Puis, quand j'ai rencontré Dixon, j'ai cru que sa force d'alpha signifiait la sécurité.

Maintenant, je sais mieux. Maintenant, je sais que la vraie force ne réside pas dans la domination ou le contrôle. C'est dans la manière douce dont Tristan ralentit sa moto quand il me sent tendue. C'est dans la façon dont il est venu me chercher ce soir, sans poser de questions, sans jugement, sans rien demander en retour.

Le trajet semble durer une éternité et passer en un instant. Trop tôt, nous nous engageons dans une allée que je ne reconnais pas.

Une maison de taille moyenne avec une pelouse soignée et un porche éclairé par une lumière jaune chaleureuse. Ça a l'air... domestique. Installé. Comme un endroit où quelqu'un a construit une vie.

Où quelqu'un a construit une vie sans nous, observe ma louve, et je peux entendre la tristesse dans sa voix.

Il coupe le moteur, et soudain le monde est silencieux, à part nos respirations et le tic-tac de la moto qui refroidit. Même les bruits de la ville semblent étouffés ici, comme si cette petite maison existait dans sa propre bulle paisible.

"Où sommes-nous ?" je demande, en enlevant le casque. Mes cheveux sont en pagaille, l'électricité statique du casque les faisant se dresser dans tous les sens. Je dois ressembler à quelqu'un qui a traversé une tornade, ce qui n'est pas loin de la vérité.

"Chez moi," dit-il, descendant de la moto avec une grâce fluide. Tout chez Tristan a toujours été gracieux, même avant que son loup n'émerge pleinement. "Je me suis dit que tu ne voudrais peut-être pas aller chez Orion tout de suite. Puisqu'il n'est pas là."

Il a raison. Je ne veux pas être seule dans la maison vide de mon frère, entourée de souvenirs de la vie que j'avais autrefois. Mais je ne sais pas non plus si je peux supporter d'être ici, dans l'espace de Tristan, entourée de preuves de la vie qu'il a construite sans moi.

"Je peux t'emmener ailleurs si tu veux," dit-il, lisant mon hésitation avec la même capacité étrange qu'il a toujours eue. "Un hôtel, ou..."

"Non." Le mot sort plus sec que je ne le voulais. "Non, c'est... c'est bien."

Je regarde la maison plus attentivement, et quelque chose ne colle pas. On dirait une maison choisie par une femme. Les jardinières sous les fenêtres, les meubles d'extérieur coordonnés, la manière dont le jardin est arrangé avec une attention particulière aux couleurs et aux saisons.
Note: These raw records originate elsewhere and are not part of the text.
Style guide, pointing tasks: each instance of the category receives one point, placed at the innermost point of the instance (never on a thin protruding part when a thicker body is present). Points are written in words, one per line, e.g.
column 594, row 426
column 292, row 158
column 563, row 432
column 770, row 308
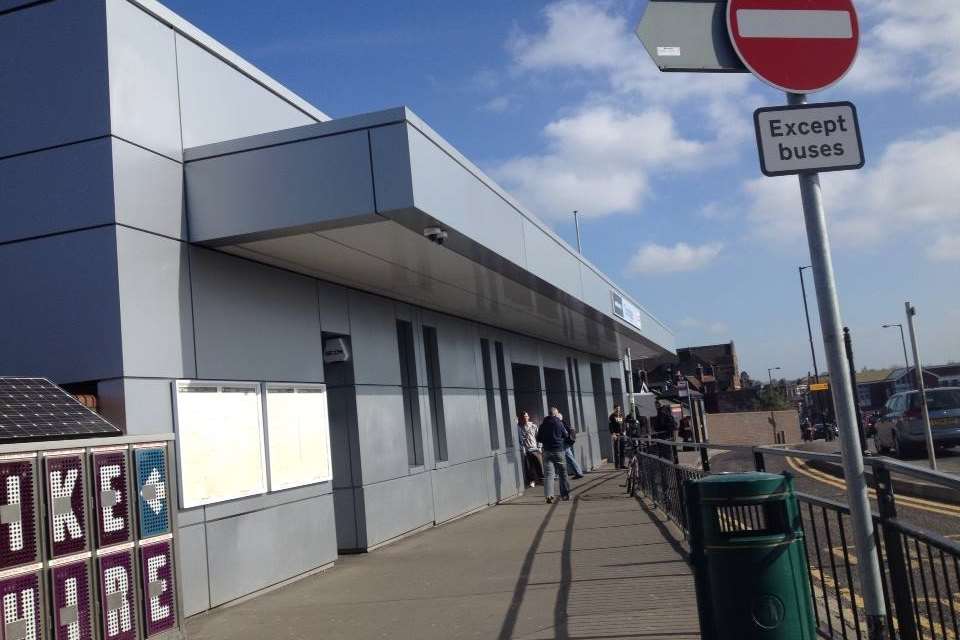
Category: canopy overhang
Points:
column 348, row 201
C'est un endroit simple, et je suis choquée. Comment se fait-il qu'il reste dans un endroit comme celui-ci ? C'est arrangé et soigné. Tristan est soigné, mais je sais qu'il n'aime pas ces environnements. La façon dont sa maison est aménagée semble étrangère au Tristan dont je me souviens.
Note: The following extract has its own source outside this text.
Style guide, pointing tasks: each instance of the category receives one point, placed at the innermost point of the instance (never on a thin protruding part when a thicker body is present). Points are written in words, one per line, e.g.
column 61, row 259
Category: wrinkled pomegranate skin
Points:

Les choses changent, dit doucement ma louve. Les gens changent. Nous avons changé.

Mais c'est juste une preuve que nous ne sommes plus les mêmes personnes qu'il y a cinq ans. Je ne sais pas comment Orion serait. A-t-il beaucoup changé ? Il a maintenant deux enfants, mais je n'ai jamais rencontré aucun d'eux. Deux petits louveteaux que je n'ai jamais tenus, jamais sentis, jamais aidé à élever.
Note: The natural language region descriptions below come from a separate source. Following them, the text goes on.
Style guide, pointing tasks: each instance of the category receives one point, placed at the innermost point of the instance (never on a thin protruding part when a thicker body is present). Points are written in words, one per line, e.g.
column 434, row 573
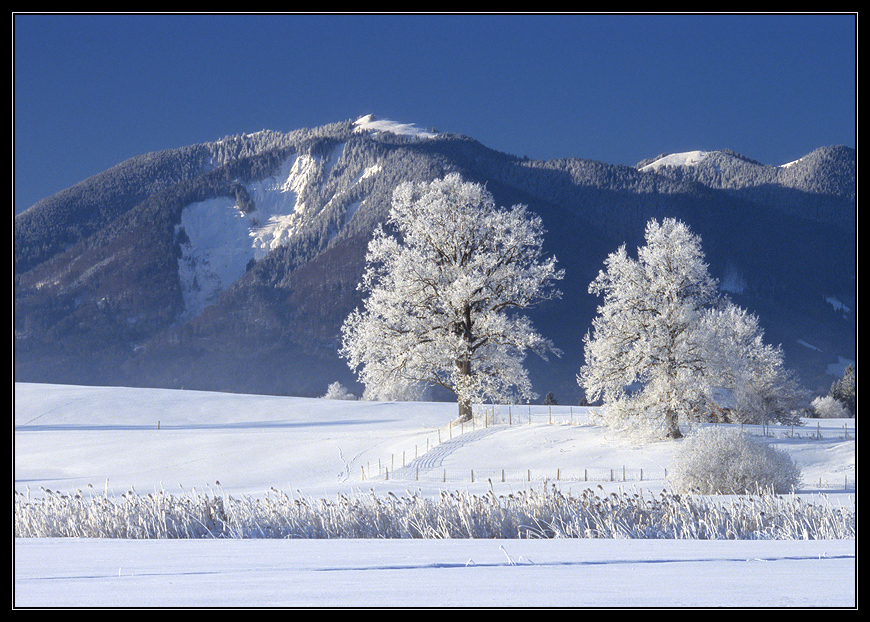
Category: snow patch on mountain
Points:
column 685, row 158
column 219, row 240
column 370, row 123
Ils ont tous avancé sans moi. Ils ont trouvé leur place et se débrouillent bien. Je sens que je ne suis plus nécessaire ici. Mais qu'est-ce que j'attendais ? Pendant cinq ans, je suis restée à l'écart. Hors de portée. Loin des yeux, loin du cœur, dit-on. Mais je ne suis pas en colère, parce que c'est moi qui l'ai causé.

Tu as survécu, me rappelle ma louve. C'est ce qui compte.

En entrant dans son salon, je vois des photos partout. Mon cœur s'arrête quand je remarque une photo particulière sur la cheminée, une femme d'environ trente-deux ans en photo avec Tristan. Ils ont l'air... tellement amoureux et heureux.